For instance, notice that directed=True performed better for this case! Loader experimentation is important for optimizing any ML pipeline.

Other node-based loaders

ClusterLoader

ClusterLoader relies on ClusterData, which partitions the node into fixed clusters:

from torch_geometric.loader import ClusterData, ClusterLoader

# In practice, num_parts would be much higher than 4!
cluster_data = ClusterData(data, num_parts=4)
cluster_loader = ClusterLoader(cluster_data, batch_size=2, shuffle=True)

num_parts is the desired number of clusters, like for RandomNodeLoader. batch_size is the number of clusters to include per batch. In this case, ClusterData forms 4 node clusters, and ClusterLoader randomly picks 2 of those clusters for each batch. The resulting batch represents the node-induced subgraph for all of the nodes in those 2 clusters. For example:

Left: clusters from ClusterData. Right: 1 batch from ClusterLoader.

Notably, this includes the edges between the two clusters.

ClusterLoader is useful when the underlying graph has “community-like” structures, like in our example graph or in a social network. ClusterData can handle “communities” of varying sizes, whereas NeighborLoaderalways picks subgraphs of roughly the same shape. Additionally, NeighborLoader can’t guarantee that an entire related cluster of nodes will make it into the same batch, especially when the cluster is large.
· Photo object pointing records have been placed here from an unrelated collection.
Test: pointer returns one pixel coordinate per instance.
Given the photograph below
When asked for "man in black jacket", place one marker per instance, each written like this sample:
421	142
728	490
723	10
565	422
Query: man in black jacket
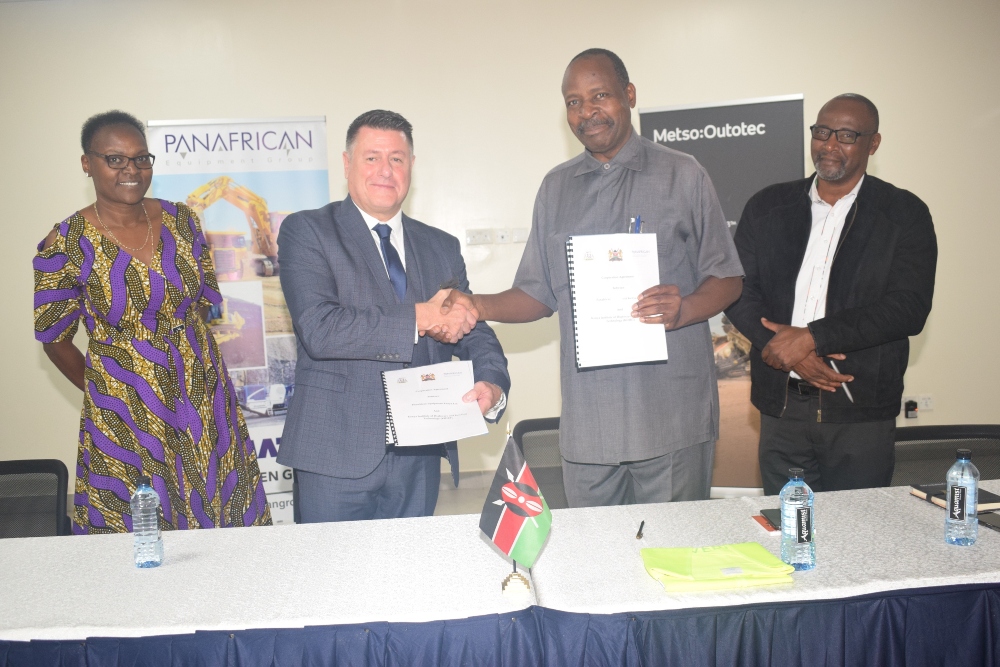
839	273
For ClusterLoader, every node appears in exactly one batch, unlike for NeighborLoader. Hence, ClusterLoader treats nodes more equally, whereas highly-connected nodes appear more frequently inNeighborLoader batches. Whether this is good depends on the use case: highly-connected nodes could be important (e.g., for product classification) or poorly representative of a population.

GraphSAINTRandomWalkSampler

GraphSAINTRandomWalkSampler, similar to NeighborLoader, picks batch_size “root” nodes for each batch and then adds surrounding nodes, but instead of adding direct neighbors, it starts a random walk and adds all encountered nodes.

Unlike NeighborLoader, the “root” nodes are not from a partition of the original set of nodes. Rather, they’re sampled with replacement and normalization. Check out the GraphSAINT paper [4] for details!

saint_walk_sampler = GraphSAINTRandomWalkSampler(data,
                                                 batch_size=2,
                                                 walk_length=6,
                                                 num_steps=3)

GraphSAINTRandomWalkSampler’s key parameters are:

• batch_size: the number of “root” nodes (not each batch’s final number of nodes!)
• walk_length: how many steps to take on each random walk starting from a “root” node
• num_steps: the number of batches to create (not to be confused with walk_length!)

For example, the above parameters produce batches like:

One batch from the GraphSAINTRandomWalkSampler.

This loader is useful when you care more about “depth” in the graph than “breadth.” NeighborLoader is similar to breadth-first exploration, whereas random walks can be more like depth-first exploration. This can allow more information to pass between nodes that are farther away, especially when you’re using a deep GNN with many layers.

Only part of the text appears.